The crustal column (surface to seismic Moho) of the Mesozoic Sierra Nevada arc and its isostastic state link tectonopetrologic processes at lithospheric levels to the surface processes, playing roles in long-term, large-scale processes such as tempos of magmatism and deformation, landscape evolution and global climate change (Lee et al., 2013). The thickness of the arc crustal column through time can be described by dH/dt = M+T-E. While magmatic addition rate (M) and tectonic thickening rate (T) directly affect the thickness, the erosion rate (E) is mainly controlled by surface elevation h, which is in turn affected by the change of the thickness of the crustal column (H) and the thickness of the eclogitic root (R).

Data from Sierra Nevada arc (SNA) such as magmatic addition rates and strain measurements were used to establish a first-order isostastic model of crustal thickness and surface elevation during and after the Late Cretaceous magmatic flare-up event. The Cretaceous SNA crust experienced about 40% thickening by tectonic deformation and 70% by pluton intrusion. The combined effect of the two leads to about 8 km surface elevation gain if the crust was originally 40 km thick. The formation of the eclogitic root reduces the surface elevation by about 3 km, resulting 5 km surface elevation gain before the root gets detached.
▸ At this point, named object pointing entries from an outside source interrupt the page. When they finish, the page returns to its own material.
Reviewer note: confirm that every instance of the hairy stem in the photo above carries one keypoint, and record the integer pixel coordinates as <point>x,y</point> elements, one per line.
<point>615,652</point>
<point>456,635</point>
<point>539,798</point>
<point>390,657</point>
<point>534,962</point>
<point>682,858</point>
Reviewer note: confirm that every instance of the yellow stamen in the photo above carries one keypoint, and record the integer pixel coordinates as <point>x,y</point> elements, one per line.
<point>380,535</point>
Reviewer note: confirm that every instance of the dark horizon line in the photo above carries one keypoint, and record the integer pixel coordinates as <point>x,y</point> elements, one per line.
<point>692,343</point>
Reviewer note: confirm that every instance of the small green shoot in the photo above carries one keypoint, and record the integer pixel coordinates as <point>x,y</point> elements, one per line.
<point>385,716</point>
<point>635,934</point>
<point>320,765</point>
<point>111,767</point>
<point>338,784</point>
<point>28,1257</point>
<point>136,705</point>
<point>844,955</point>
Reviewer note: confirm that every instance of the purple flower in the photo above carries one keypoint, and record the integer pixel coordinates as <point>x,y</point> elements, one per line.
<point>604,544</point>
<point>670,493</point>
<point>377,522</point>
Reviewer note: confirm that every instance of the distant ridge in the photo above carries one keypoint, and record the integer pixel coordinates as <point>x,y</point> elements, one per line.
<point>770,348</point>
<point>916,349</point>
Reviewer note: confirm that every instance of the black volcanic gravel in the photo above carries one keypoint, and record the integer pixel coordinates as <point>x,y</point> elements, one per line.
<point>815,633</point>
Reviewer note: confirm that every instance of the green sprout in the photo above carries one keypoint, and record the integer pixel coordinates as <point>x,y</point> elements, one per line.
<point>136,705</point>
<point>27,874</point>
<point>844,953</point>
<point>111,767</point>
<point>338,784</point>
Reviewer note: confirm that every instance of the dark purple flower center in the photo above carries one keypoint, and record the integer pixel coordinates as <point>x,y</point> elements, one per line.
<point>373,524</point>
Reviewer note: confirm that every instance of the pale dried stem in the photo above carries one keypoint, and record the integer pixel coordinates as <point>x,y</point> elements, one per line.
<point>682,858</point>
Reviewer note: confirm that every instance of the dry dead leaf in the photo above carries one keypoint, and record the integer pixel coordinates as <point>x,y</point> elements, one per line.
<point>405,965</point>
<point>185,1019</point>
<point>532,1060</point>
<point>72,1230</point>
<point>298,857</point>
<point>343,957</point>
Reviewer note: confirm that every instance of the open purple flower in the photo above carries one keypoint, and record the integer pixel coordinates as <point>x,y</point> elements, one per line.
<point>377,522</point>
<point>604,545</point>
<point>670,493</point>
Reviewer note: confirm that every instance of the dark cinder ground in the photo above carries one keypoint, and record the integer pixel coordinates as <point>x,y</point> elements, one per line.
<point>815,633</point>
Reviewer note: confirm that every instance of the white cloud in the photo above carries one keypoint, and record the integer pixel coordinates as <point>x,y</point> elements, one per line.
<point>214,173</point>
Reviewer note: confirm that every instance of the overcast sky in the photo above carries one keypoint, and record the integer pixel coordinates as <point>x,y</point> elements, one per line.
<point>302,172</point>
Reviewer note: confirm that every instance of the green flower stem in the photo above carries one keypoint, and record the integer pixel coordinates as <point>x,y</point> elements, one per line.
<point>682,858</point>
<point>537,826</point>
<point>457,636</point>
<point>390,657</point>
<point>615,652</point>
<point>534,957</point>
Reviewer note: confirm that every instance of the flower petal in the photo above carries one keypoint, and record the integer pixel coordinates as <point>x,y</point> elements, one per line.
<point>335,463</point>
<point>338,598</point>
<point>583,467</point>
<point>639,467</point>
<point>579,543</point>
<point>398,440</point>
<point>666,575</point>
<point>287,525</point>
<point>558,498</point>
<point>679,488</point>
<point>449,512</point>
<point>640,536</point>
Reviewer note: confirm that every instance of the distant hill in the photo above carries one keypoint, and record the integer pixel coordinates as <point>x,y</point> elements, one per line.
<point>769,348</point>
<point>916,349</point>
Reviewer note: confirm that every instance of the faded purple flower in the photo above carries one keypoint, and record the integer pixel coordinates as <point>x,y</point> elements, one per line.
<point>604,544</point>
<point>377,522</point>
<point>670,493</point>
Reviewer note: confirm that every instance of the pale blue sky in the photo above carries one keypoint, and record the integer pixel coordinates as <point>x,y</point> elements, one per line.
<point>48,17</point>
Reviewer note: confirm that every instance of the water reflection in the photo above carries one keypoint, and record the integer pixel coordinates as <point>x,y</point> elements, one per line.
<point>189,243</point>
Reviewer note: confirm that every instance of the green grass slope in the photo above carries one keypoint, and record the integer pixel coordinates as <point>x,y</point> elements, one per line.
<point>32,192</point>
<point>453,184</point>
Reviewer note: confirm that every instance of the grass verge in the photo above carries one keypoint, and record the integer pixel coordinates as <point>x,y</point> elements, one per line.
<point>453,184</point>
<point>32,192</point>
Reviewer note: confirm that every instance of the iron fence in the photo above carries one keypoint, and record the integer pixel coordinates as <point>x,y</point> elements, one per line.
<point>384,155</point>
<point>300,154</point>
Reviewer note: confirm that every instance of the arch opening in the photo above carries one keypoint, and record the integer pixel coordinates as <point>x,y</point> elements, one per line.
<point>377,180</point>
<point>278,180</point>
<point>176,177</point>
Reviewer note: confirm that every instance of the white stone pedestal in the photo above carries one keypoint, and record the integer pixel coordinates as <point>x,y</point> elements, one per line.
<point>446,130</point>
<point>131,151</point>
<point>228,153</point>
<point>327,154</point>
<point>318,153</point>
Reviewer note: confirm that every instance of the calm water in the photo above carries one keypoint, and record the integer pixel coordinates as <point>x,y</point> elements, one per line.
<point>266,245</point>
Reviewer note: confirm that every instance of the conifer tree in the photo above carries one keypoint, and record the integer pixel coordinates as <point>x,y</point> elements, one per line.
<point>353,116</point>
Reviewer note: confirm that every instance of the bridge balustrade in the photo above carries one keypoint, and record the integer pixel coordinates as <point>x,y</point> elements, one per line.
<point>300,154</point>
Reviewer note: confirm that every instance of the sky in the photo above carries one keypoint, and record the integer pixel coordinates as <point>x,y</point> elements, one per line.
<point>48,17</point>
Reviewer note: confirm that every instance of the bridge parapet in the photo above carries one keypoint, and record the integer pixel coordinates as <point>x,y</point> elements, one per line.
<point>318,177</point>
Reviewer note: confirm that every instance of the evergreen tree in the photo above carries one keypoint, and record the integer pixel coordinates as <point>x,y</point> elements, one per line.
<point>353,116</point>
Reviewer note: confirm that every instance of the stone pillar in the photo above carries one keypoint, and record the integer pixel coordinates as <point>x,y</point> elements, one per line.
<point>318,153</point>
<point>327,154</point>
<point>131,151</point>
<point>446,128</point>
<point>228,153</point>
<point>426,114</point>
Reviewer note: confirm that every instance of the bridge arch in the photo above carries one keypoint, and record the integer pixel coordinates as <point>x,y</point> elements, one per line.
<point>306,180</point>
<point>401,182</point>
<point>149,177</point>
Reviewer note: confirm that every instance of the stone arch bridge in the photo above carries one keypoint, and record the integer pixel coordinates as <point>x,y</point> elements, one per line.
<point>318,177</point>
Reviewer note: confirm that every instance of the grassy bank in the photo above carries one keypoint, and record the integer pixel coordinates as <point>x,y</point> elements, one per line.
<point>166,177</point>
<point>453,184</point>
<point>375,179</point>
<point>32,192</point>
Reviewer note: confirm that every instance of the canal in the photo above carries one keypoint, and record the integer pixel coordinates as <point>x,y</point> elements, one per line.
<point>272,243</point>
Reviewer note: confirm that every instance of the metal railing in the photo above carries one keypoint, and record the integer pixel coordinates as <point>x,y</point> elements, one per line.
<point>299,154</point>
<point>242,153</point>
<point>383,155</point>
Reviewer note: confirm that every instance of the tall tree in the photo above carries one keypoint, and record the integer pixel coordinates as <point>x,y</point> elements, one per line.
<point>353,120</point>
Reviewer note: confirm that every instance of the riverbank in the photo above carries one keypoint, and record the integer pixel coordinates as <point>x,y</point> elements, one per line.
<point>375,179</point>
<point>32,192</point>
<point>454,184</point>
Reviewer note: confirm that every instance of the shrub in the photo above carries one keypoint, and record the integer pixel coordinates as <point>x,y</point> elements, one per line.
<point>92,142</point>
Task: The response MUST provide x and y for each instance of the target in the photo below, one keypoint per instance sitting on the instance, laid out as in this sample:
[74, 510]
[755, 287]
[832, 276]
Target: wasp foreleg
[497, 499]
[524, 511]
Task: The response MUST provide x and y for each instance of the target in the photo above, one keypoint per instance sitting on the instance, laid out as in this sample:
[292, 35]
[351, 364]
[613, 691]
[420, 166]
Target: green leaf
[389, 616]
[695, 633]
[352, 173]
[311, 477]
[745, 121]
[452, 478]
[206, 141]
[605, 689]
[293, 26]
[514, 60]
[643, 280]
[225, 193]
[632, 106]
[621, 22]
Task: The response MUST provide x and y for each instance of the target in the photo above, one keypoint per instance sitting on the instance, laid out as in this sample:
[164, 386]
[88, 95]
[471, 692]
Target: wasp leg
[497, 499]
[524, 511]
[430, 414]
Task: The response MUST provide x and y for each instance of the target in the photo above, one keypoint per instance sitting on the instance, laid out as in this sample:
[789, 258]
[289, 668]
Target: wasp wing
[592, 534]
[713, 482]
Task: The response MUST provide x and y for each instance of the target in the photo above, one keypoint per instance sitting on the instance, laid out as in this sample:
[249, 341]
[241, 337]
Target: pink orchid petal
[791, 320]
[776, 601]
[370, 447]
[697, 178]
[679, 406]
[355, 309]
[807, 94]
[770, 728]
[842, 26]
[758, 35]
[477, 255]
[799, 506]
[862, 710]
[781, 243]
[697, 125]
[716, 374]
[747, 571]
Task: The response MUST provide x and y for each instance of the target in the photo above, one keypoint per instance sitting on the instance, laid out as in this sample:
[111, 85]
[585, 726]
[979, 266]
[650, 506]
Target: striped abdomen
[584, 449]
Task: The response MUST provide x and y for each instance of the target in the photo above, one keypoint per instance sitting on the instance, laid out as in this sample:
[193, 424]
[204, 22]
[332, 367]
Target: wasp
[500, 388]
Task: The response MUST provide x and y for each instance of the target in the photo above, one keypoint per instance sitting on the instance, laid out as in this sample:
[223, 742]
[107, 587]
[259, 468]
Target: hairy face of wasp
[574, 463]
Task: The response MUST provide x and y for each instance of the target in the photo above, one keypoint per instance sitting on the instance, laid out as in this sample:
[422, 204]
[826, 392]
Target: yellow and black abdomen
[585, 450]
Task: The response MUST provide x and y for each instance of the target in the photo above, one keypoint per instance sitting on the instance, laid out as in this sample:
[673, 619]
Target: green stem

The thickened crust thus has to transport excessive materials downwards by extending the Moho downwards for about 50 km. The foundering of an eclogitic root leads to isostasitc rebound and additional surface uplift. Erosion functions to exhume upper crustal rocks and reduce the thickness of the crust through time. Due to thickening, crustal materials originally at 10 km depth before deformation and flare-up have to be exhumed by 14-20 km to reach the surface.

This model explains a number of the geological observations: (1) The surface of the arc has experienced elevation gain since Early Cretaceous from sea level to 3 km at the end of Cretaceous. (2) The central Sierras have been exhumed 12-14 km since Early Cretaceous. (3) Rapid (0.3 km/myr) exhumation (~9 km) occurred between ~100 and ~70 Ma during and shortly after the magmatic flare-up event. A more detailed model is being established to investigate the temporal evolution of crustal thickness and surface elevation throughout the Mesozoic.